A number of recent studies have suggested that the use of hormonal contraception may increase a woman’s risk of HIV acquisition and of transmitting the virus to men (see VAX Nov. 2011 Primer on Understanding the Effects of Hormonal Contraception on HIV Transmission). Results from two new studies reported at CROI added a little texture to this evolving story. One of them, the Methods for Improving Reproductive Health in Africa (MIRA) study, was a Phase III trial evaluating the use of diaphragms and lubricants in 4,913 sexually active women ages 18-49. Researchers conducted a subanalysis of women who also reported using oral or injectable forms of contraception—such as Depo-Provera—and compared them to women who did not use these agents.

Sandra McCoy, an assistant adjunct professor of epidemiology at the University of California-Berkeley, who presented the findings, reported that women who used injectable hormones were 1.4 times more likely to acquire HIV when condoms were used infrequently or not at all, compared to women who were not using such contraception. But there was no elevated risk of HIV among women who used oral contraception.

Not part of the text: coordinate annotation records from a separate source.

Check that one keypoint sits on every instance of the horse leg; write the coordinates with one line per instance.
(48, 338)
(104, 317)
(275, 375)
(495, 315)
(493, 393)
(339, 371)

The second study, from the University of Washington, compared rates of HIV disease progression among 2,236 HIV-infected African women using hormonal contraception with those who were not. The study revealed that hormonal contraception did not accelerate disease progression and was further associated with a reduced risk of developing HIV-related disease.

The findings come on the heels of a Feb. 20 statement by the World Health Organization (WHO) that prior studies linking hormonal contraception to elevated risk of HIV acquisition are “insufficiently conclusive” to justify changing current guidelines. The statement did add, however, that because of the possibility that hormonal contraception might increase HIV risk, women who use injectable contraceptives containing progesterone should always use male or female condoms and other HIV preventive measures.

During her keynote talk at CROI, Quarraisha Abdool Karim criticized the WHO statement for its vagueness. “I think it is a very weak statement,” she said in response to a question. “It overemphasizes the role of Depo-Provera in terms of fertility control. And in a country like South Africa, with its huge HIV burden and extensive use of Depo-Provera, I was expecting something more definitive to come through from that consultation.”